The above refractive index values are all at a wavelength of 550 nm.

  The thickness of each of the high refractive index layer and the low refractive index layer is not particularly limited, but is usually about 0.0005 to 0.002 mm. The high refractive index layer and the low refractive index layer may have different thicknesses or the same.

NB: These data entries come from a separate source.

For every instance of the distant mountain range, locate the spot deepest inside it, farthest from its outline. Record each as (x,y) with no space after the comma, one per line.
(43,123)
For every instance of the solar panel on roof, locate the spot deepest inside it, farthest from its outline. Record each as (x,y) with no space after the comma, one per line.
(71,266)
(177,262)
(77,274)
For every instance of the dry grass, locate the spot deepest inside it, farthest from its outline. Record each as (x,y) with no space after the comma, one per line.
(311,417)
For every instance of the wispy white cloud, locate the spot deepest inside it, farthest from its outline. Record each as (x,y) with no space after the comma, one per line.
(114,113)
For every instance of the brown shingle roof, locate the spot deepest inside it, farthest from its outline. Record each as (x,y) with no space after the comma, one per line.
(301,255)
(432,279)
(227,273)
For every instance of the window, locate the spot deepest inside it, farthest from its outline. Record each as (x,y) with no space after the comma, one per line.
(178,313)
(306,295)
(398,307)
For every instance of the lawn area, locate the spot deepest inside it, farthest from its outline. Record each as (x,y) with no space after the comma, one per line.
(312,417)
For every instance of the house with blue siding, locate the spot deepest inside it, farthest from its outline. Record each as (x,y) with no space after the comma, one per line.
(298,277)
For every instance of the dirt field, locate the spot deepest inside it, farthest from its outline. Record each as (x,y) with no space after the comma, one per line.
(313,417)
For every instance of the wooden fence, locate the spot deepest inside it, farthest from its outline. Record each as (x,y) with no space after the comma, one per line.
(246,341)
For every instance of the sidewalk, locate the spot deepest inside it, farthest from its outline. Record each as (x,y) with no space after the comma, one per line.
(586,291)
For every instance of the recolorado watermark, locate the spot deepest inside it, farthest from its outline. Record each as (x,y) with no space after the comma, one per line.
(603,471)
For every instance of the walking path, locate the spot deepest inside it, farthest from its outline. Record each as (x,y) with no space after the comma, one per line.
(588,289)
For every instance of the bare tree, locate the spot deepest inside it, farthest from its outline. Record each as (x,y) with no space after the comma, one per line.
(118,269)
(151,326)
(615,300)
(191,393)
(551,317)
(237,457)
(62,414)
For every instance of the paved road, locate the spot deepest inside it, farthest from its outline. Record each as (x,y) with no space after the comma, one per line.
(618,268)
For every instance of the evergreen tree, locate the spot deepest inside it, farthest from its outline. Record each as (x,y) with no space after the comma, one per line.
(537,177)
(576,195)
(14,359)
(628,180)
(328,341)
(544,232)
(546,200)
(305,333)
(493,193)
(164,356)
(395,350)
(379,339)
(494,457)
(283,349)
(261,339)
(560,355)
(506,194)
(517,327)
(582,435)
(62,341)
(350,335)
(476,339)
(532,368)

In the present invention, the infrared reflective film has such a high refractive index layer and a low refractive index layer, and further contains an infrared absorbing material.
In the present invention, the infrared-absorbing substance is not particularly limited, but preferably includes an infrared-absorbing dye and / or an infrared-absorbing pigment as the infrared-absorbing substance. More preferably.
In addition, as the infrared absorbing substance, at least one selected from the group consisting of ITO, zinc oxide doped with aluminum (AZO), tin oxide doped with antimony (ATO), and zinc oxide (hereinafter referred to as “ITO etc.”) Also preferably in the form of fine particles, more preferably at least one fine particle selected from the group consisting of these.
In the present invention, the infrared absorbing substance may include at least one selected from the group consisting of such infrared absorbing dyes, infrared absorbing pigments, ITO, and the like, or may include all of them.

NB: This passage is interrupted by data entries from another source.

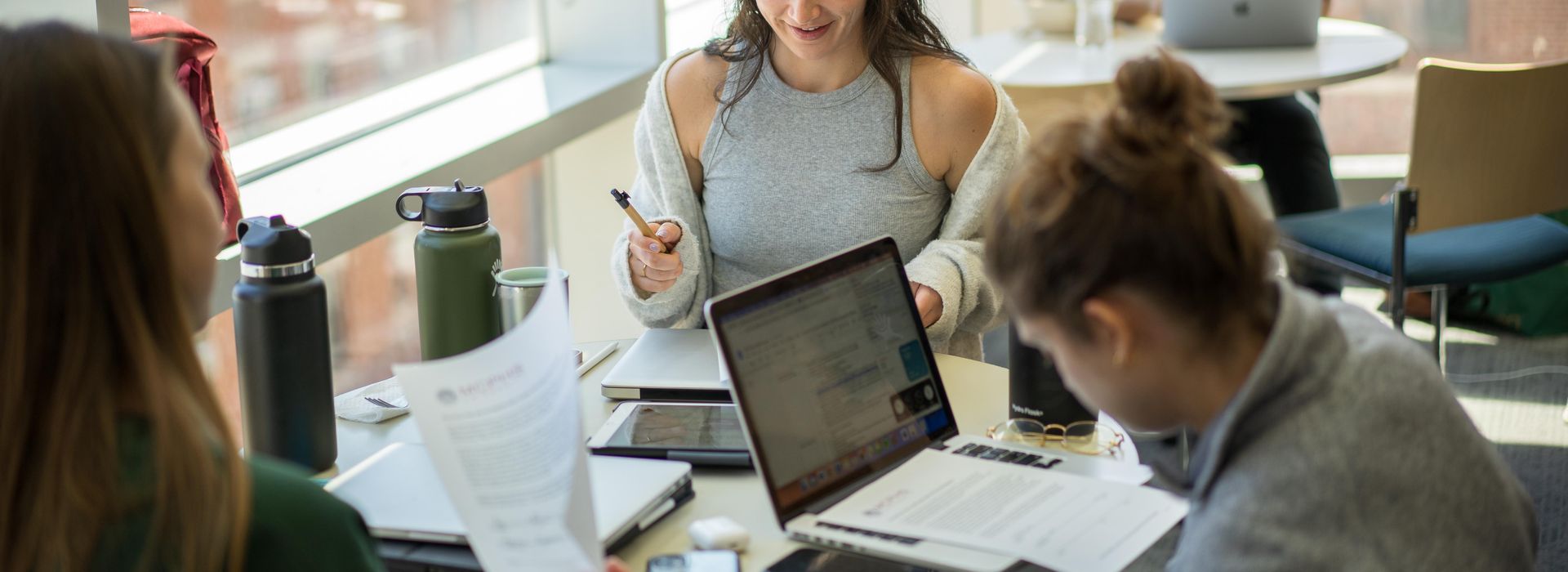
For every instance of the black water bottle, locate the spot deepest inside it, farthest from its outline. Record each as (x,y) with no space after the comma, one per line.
(286,360)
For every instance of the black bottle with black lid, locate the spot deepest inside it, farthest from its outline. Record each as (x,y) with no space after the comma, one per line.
(284,348)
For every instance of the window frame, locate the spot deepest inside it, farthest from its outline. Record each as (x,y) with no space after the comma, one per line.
(595,63)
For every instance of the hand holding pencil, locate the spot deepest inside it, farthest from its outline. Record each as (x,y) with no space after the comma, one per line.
(651,261)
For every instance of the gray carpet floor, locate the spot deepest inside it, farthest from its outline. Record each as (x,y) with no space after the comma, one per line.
(1523,416)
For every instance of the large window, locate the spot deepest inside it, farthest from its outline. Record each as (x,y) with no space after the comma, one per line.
(693,22)
(281,61)
(1374,114)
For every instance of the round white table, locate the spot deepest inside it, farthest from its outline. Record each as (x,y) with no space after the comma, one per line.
(1346,51)
(978,392)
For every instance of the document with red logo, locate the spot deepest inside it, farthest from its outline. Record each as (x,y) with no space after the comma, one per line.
(502,427)
(1060,521)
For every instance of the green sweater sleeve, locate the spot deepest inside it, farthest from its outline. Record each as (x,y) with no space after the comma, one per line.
(295,525)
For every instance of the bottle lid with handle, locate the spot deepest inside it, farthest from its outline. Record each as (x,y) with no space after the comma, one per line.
(446,209)
(274,248)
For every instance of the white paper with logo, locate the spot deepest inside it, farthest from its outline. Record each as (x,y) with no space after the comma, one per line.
(502,427)
(1054,519)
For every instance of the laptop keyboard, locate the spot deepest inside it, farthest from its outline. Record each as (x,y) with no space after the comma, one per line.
(894,538)
(1005,455)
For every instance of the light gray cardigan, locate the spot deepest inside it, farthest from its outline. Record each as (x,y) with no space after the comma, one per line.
(951,264)
(1344,450)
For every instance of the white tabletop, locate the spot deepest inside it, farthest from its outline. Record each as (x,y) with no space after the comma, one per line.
(978,392)
(1346,51)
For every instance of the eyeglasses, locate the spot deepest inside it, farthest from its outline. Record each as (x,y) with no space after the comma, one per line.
(1084,438)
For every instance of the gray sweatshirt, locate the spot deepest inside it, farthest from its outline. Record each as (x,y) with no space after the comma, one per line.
(949,259)
(1346,450)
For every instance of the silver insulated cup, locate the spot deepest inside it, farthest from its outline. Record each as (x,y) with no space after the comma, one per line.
(519,288)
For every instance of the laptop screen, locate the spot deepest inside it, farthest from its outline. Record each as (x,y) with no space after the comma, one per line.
(831,373)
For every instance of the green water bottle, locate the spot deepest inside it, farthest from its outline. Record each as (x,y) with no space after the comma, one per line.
(457,256)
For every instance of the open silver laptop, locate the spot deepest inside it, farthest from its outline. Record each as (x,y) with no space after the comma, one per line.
(838,387)
(1211,24)
(668,365)
(400,497)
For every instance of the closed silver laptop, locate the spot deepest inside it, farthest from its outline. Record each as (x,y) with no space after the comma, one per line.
(1235,24)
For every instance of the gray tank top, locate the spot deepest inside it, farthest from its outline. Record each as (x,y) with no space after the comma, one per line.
(786,179)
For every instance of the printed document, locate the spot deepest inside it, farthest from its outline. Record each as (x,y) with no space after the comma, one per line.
(502,425)
(1058,521)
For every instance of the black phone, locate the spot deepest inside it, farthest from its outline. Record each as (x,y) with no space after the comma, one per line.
(697,433)
(813,560)
(697,561)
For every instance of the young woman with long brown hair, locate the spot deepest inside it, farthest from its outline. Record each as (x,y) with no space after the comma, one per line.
(809,127)
(114,450)
(1325,439)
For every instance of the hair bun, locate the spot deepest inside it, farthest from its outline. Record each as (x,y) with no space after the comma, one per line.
(1164,101)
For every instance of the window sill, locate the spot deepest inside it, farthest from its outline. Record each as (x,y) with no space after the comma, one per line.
(344,196)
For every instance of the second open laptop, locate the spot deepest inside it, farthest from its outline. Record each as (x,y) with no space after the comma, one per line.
(838,387)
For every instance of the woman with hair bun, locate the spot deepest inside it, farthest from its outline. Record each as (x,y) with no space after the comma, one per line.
(1325,439)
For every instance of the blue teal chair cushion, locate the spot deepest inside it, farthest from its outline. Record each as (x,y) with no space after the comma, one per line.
(1479,252)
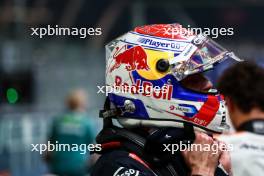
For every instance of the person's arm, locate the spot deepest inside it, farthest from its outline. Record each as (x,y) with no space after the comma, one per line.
(204,162)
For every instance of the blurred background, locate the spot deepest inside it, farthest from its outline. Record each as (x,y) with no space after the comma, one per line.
(37,74)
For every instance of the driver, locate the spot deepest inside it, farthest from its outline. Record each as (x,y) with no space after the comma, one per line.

Each of these infrared absorbing materials will be described.
The infrared absorbing dye will be described.
In the present invention, the infrared absorbing dye is not particularly limited as long as it is a dye that absorbs infrared rays. For example, cyanine dyes, cross-linked cyanine dyes, trinuclear cyanine dyes, merocyanine, carbocyanine dyes (eg, 3,3′-diethyloxatricarbocyanine iodide, 1,1 ′, 3,3,3 ′, 3′-hexa Methylindotricarbocyanine perchlorate, 1,1 ′, 3,3,3 ′, 3′-hexamethylindotricarbocyanine iodide, 3,3′-diethylthiatricarbocyanine iodide, 3,3′- Diethylthiatricarbocyanine perchlorate, 1,1 ′, 3,3,3 ′, 3′-hexamethyl-4,4 ′, 5,5′-dibenzo-2,2′-indotricarbocyanine perchlorate), Phthalocyanine dye, naphthalene dye, metal complex dye (such as bis [4-dimethylaminodithiobenzyl] nickel), metal dithiolate dye (such as nickel Olate dyes (bis [4-dimethylaminodithiobenzyl] nickel, bis [dithiobenzyl] nickel, bis [1,2bis- (n-butylthio) ethene-1,2-dithiol] nickel, bis [4,4′- Dimethoxydithiobenzyl] nickel, bis [dithioacetyl] nickel)), metal dithiolene dye (nickel dithiolene), bis (chalcogenopyrrillo) polymethine dye, bis (aminoaryl) polymethine dye, indene-crosslinked polymethine dye, tetraarylpolymethine dye, etc. Polymethine dyes, diphenylmethane dyes, triphenylmethane dyes, quinone dyes, azo dyes, complex dyes (such as complex dyes of ferrous iron), squarylium dyes, chalcogenopyryro-arylidene dyes, oxoindolizine dyes, anthraquinone and naphtho Non-derivative dyes, pyrocholine dyes, oxonol dyes, squalene dyes (chromium squalene dyes, thiopyrylium squalene dyes, etc.), thiochromium squalene dyes, polyisothianaphthene dyes, indoaniline dyes, azomethine dyes Indoaniline methide dye, tetraarylaminium radical cation dye, metallized quinoline indoaniline dye, squarylium dye, and squaraine.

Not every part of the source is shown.